Mayotte est bien un test pour la France et pour l'Europe, une fenêtre sur un avenir possible, pour le meilleur ou pour le pire. C'est pourquoi, monsieur le ministre d'État, je vous demande d'enrichir votre projet en l'adaptant à la situation de Mayotte. Dotez l'État et la justice de solutions innovantes de maîtrise des flux migratoires ! Ces solutions résident dans la mise en oeuvre du droit d'adaptation qui nous est reconnu par l'article 73 de la Constitution.

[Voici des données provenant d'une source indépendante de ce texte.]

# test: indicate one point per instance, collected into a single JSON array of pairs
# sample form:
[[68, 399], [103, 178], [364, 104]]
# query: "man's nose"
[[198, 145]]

Aussi, je vous proposerai un certain nombre d'amendements, cosignés par des collègues de différents groupes politiques, y compris de la majorité, tendant à modifier le code pénal, le code civil, ainsi que le code de l'entrée et du séjour des étrangers et du droit d'asile. Ils concernent : l'application à Mayotte de certaines dispositions pénales déjà en vigueur en métropole ; l'application du droit commun par la suppression des titres de séjour d'exception délivrés à Mayotte, qui condamnent les détenteurs à y stationner ; la lutte contre le détournement massif du droit de la nationalité et du regroupement familial à Mayotte ; l'éloignement, enfin, des fauteurs de trouble à l'ordre public.
J'espère, monsieur le ministre d'État, mes chers collègues, que vous examinerez ces propositions avec la ferme volonté de contribuer à résoudre les difficultés du département le plus pauvre de France. Acceptez que Mayotte use du droit d'adaptation et d'expérimentation que lui reconnaît la Constitution. Vos votes seront appréhendés comme un véritable test de sincérité quant aux engagements pris par le Gouvernement vis-à-vis de nos compatriotes de Mayotte.
Permettez-moi de conclure en français de Mayotte : « Kukuyi zidjeni kaliyihe mjini hawatru », ce qui signifie : « Chacun doit être à sa place. » Restons maîtres de nos frontières, c'est la meilleure façon d'honorer notre devoir d'humanité et de solidarité internationale.